Stage 2: The area commander arrived at the Mughrabi Gate and took command. The duty officer at the Temple Mount police station calls for help, the station is attacked. The police force prepares to charge and the area commander allows the use of live ammunition, in accordance with police orders.

The charging police forces gathered in an improvised manner. During the charge there was an unsupervised use of live ammunition. The rescue of the two policemen trapped inside the Temple Mount police station justified a quick operation and the use of all means on other fronts, only those police men whose lives were in danger were justified in using live ammunition. Gaining control of the line between the police station and Al-Aqsa mosque was essential, but it is doubtful whether clearing the area from there in the direction of the Lions' Gate was crucial under conditions which prevailed on the Mount.
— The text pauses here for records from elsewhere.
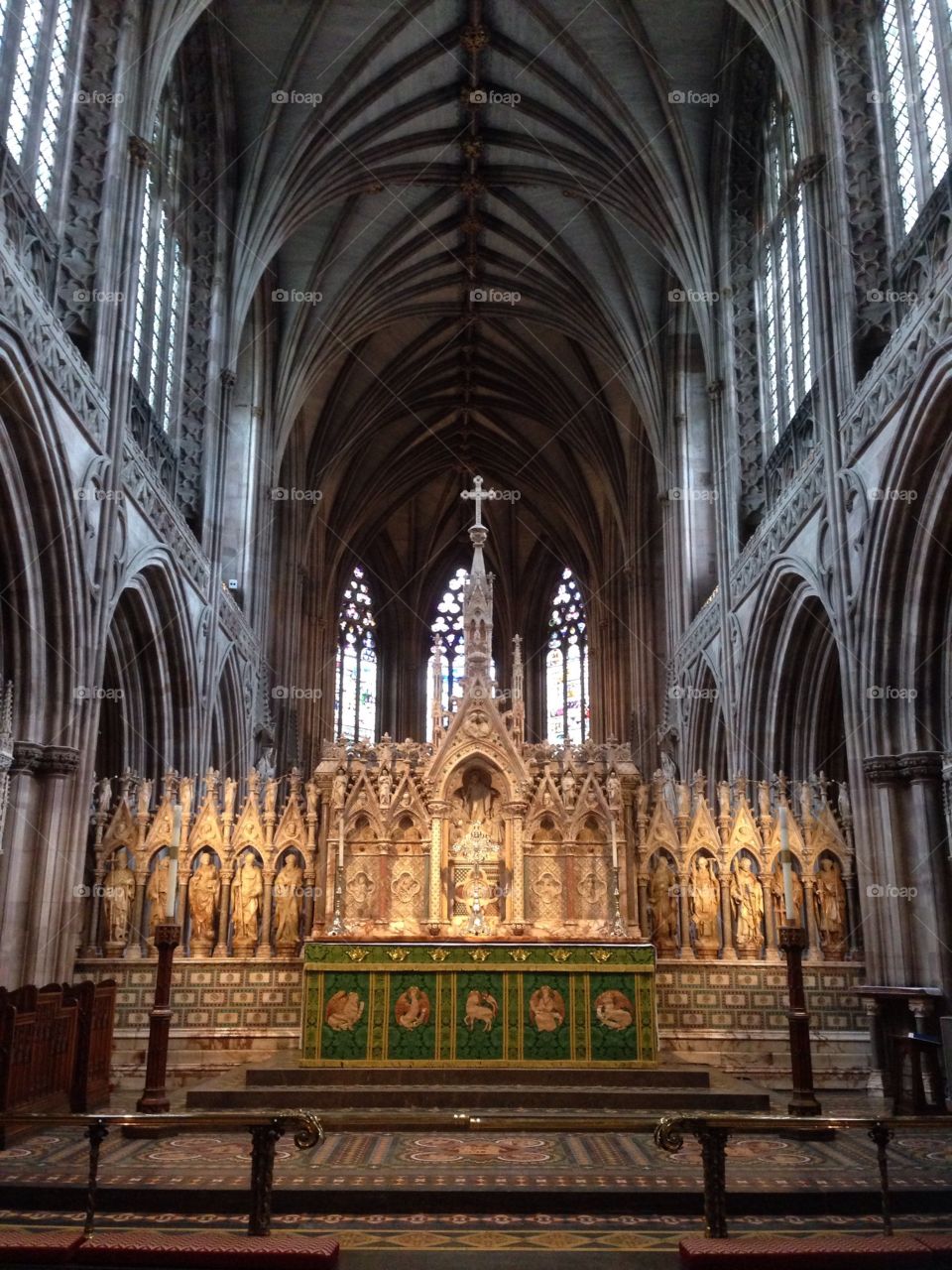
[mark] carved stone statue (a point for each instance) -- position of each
(289, 889)
(118, 893)
(203, 898)
(705, 903)
(661, 892)
(748, 902)
(248, 889)
(158, 893)
(830, 902)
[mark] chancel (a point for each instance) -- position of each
(476, 500)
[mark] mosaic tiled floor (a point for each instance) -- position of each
(540, 1232)
(484, 1162)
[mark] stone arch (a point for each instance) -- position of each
(792, 712)
(150, 717)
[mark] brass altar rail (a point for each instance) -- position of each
(267, 1127)
(266, 1130)
(714, 1130)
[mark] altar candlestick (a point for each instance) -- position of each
(175, 861)
(787, 867)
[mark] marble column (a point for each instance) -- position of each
(221, 948)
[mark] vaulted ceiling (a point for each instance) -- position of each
(460, 148)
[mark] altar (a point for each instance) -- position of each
(436, 1003)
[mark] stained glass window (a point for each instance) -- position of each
(567, 667)
(784, 326)
(162, 273)
(357, 663)
(447, 630)
(916, 36)
(35, 53)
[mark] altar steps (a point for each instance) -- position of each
(640, 1089)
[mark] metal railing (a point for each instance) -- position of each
(266, 1130)
(712, 1133)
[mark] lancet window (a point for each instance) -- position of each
(918, 79)
(35, 67)
(567, 666)
(357, 663)
(784, 308)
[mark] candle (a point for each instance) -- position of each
(787, 866)
(173, 861)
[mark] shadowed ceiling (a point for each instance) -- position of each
(495, 146)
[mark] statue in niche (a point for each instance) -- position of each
(158, 893)
(830, 902)
(289, 889)
(779, 901)
(203, 897)
(661, 892)
(480, 799)
(118, 893)
(249, 887)
(705, 903)
(385, 784)
(748, 899)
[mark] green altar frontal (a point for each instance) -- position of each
(458, 1005)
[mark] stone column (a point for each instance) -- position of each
(772, 952)
(264, 940)
(134, 949)
(729, 952)
(436, 812)
(221, 948)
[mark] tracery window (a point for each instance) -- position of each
(916, 40)
(567, 667)
(356, 708)
(35, 67)
(160, 298)
(784, 308)
(448, 630)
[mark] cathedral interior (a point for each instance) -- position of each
(476, 518)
Difficulties in Activation of the Forces -- The Jerusalem area headquarters and Border Patrol headquarters had no advance plans for gaining control of the Temple Mount area. It was not forecasted that during routine days, a mob would gain control of the Temple Mount area or that police forces would have to regain control of the area. These facts influenced the operation of the forces. Deployment of the Border Patrol forces above the Wall came as a surprise to the area commander and the area operations officer. It would have been preferable to ensure that the Gate of the Chain remain open through advance planning and early orders.

The many events that took place in the Jerusalem area resulted in the fact that the area commander and officers of his staff were not present at headquarters, and this severely impeded its operation. The absence of a commander is justified as long as headquarters serve as a center of control over forces in the field.

Important information was relayed to the headquarters during the day. Had there been an authoritative duty officer present, the situation would have been different. Such circumstances would have facilitated a re-evaluation of forces, a suitable deterrent force would have prevented the mob from attacking the Border Patrol policemen who were stationed above the Western Wall, and such extensive use of live fire would have been prevented.

There has to be an immediate implementation of the lessons of 8.10.90; faults have to be rectified; and, the functioning of (forces] in the Temple Mount area in times of emergency, as well as under regular conditions, has to be re-evaluated.